Next, if the OTP number is provided form the terminal 100, after checking the generation scheme of the OTP number from the provided OTP number, the secure server 200 transmits a terminal authentication request message including the provided OTP number, a generation scheme of corresponding OTP number and previously stored token ID information to the OATH server 300 at step S117.
And, the secure server 200 determines an authentication of the terminal 100 at step S119 according to the terminal authentication recognition message provided from the OATH server 300 in response to the terminal authentication request message at step S118.
On the other hand, the token ID generated by the OTP generation algorithm is not stored in the terminal 100 and is re-generated whenever a secure safety is requested.
However, in state that a hard disk is not changed, the OTP generation algorithm generates the same token ID with the initially generated token ID whenever the secure safety is requested. In state that the hard disk is changed, the OTP generation algorithm generates, transmits and registers a new token ID to the OATH server 300.
Fig. 4 is a flowchart illustrating an authentication method using an OTP generation algorithm in accordance with another embodiment of the present invention.
Fig. 4 illustrates an authentication method of the OTP generation algorithm for the terminal 100 which is accessed to the secure server 200 initially according to the process of Fig. 3. It is assumed that the secure system and the secure program which are provided from the secure server 200 in the access to the secure server are automatically performed.
As shown in Fig. 4, If the OTP authentication window is activated by a user control at step S202 in the terminal where the secure program is performed by a second access user of the same terminal at step S201, the OTP generation algorithm generates the OTP number by the same scheme with the secure server 200 at step S203, and displays the generated OTP number through the pop-up window at step S204. Here, after determining whether the OTP generation scheme of the secure server 200 is a time synchronization scheme or an event synchronization scheme by checking a config of the secure server 200, the OTP generation algorithm generates the OTP number by the same scheme with the determined OTP generation scheme of the secure server 200.

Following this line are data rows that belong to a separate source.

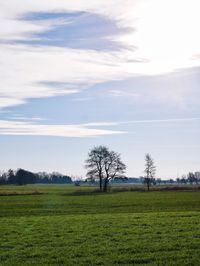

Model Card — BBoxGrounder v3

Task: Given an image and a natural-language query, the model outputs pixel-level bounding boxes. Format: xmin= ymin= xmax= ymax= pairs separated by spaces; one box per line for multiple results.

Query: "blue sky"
xmin=0 ymin=0 xmax=200 ymax=178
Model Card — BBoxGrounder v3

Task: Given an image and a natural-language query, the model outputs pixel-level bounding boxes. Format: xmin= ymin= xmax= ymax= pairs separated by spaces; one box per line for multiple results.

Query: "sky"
xmin=0 ymin=0 xmax=200 ymax=179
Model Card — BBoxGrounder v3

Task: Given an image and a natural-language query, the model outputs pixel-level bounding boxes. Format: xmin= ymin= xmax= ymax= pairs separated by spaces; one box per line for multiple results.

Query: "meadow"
xmin=0 ymin=185 xmax=200 ymax=266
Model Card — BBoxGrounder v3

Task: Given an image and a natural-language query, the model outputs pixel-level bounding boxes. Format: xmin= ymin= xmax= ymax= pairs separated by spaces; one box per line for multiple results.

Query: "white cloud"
xmin=0 ymin=0 xmax=200 ymax=108
xmin=0 ymin=120 xmax=123 ymax=138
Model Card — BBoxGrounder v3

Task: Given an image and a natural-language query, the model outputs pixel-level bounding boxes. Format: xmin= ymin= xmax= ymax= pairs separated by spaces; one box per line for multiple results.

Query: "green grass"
xmin=0 ymin=185 xmax=200 ymax=266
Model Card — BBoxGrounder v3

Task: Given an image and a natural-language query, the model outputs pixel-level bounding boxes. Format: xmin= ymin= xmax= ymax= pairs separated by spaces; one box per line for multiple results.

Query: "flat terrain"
xmin=0 ymin=185 xmax=200 ymax=266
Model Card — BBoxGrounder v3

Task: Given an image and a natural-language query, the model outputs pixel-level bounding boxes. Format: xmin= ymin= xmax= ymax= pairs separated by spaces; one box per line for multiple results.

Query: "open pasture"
xmin=0 ymin=185 xmax=200 ymax=266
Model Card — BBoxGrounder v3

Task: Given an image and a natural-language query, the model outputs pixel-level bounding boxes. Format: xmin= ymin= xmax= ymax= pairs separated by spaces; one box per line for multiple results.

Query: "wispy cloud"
xmin=0 ymin=120 xmax=123 ymax=138
xmin=0 ymin=0 xmax=200 ymax=108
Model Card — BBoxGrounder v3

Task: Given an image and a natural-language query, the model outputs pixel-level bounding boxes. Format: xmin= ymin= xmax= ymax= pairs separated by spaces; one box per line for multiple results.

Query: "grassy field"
xmin=0 ymin=185 xmax=200 ymax=266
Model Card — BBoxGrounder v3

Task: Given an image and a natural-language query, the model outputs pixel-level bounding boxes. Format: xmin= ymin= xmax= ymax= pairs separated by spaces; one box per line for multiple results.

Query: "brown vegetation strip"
xmin=0 ymin=191 xmax=47 ymax=196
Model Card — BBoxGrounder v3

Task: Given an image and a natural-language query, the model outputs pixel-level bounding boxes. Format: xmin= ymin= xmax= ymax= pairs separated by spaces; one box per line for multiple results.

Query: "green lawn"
xmin=0 ymin=185 xmax=200 ymax=266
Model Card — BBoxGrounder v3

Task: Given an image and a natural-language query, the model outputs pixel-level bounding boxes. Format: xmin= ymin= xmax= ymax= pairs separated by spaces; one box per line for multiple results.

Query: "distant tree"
xmin=85 ymin=146 xmax=109 ymax=190
xmin=180 ymin=175 xmax=188 ymax=185
xmin=144 ymin=153 xmax=156 ymax=191
xmin=187 ymin=172 xmax=196 ymax=185
xmin=85 ymin=146 xmax=126 ymax=192
xmin=7 ymin=169 xmax=16 ymax=184
xmin=16 ymin=169 xmax=36 ymax=185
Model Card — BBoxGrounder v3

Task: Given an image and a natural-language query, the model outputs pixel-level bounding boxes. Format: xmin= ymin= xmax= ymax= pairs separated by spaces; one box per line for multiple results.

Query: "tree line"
xmin=0 ymin=168 xmax=72 ymax=185
xmin=0 ymin=146 xmax=200 ymax=189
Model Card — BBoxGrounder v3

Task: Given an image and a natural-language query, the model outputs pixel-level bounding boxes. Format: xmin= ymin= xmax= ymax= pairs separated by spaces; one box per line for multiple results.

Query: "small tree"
xmin=85 ymin=146 xmax=126 ymax=192
xmin=85 ymin=146 xmax=109 ymax=190
xmin=144 ymin=153 xmax=156 ymax=191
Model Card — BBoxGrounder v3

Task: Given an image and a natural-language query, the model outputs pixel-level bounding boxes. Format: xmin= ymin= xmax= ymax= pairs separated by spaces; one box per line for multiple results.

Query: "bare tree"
xmin=104 ymin=151 xmax=126 ymax=192
xmin=85 ymin=146 xmax=126 ymax=192
xmin=144 ymin=153 xmax=156 ymax=191
xmin=85 ymin=146 xmax=108 ymax=190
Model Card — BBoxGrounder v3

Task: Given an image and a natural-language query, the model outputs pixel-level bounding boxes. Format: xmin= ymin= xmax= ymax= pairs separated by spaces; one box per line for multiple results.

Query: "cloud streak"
xmin=0 ymin=120 xmax=123 ymax=138
xmin=0 ymin=0 xmax=200 ymax=108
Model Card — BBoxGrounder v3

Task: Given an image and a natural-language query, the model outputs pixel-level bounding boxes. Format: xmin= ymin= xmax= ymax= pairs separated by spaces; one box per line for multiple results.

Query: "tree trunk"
xmin=103 ymin=179 xmax=108 ymax=192
xmin=99 ymin=177 xmax=102 ymax=191
xmin=147 ymin=181 xmax=150 ymax=191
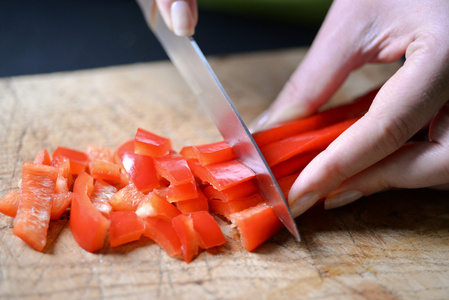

On the other hand, if the access is performed by the terminal 100 which performs the initial access, the secure server 200 requests a log-in of the secure system according to the input of the user ID/password and OTP number at step S205.
After displaying the log-in request information of the secure system of the secure server 200, terminal 100 transmits the user ID/password and OTP number to the secure server 200 at step S206.
If receiving the user ID/password and OTP number from the terminal 100, the secure server 200 transmits the terminal authentication request message including the provided OTP number, the generation scheme of the OTP number and the previously stored token ID information at step S207. And, the secure server 200 determines the authentication of the terminal according to the terminal authentication recognition message provided from the OATH server 300 in response to the terminal authentication request message at step S209.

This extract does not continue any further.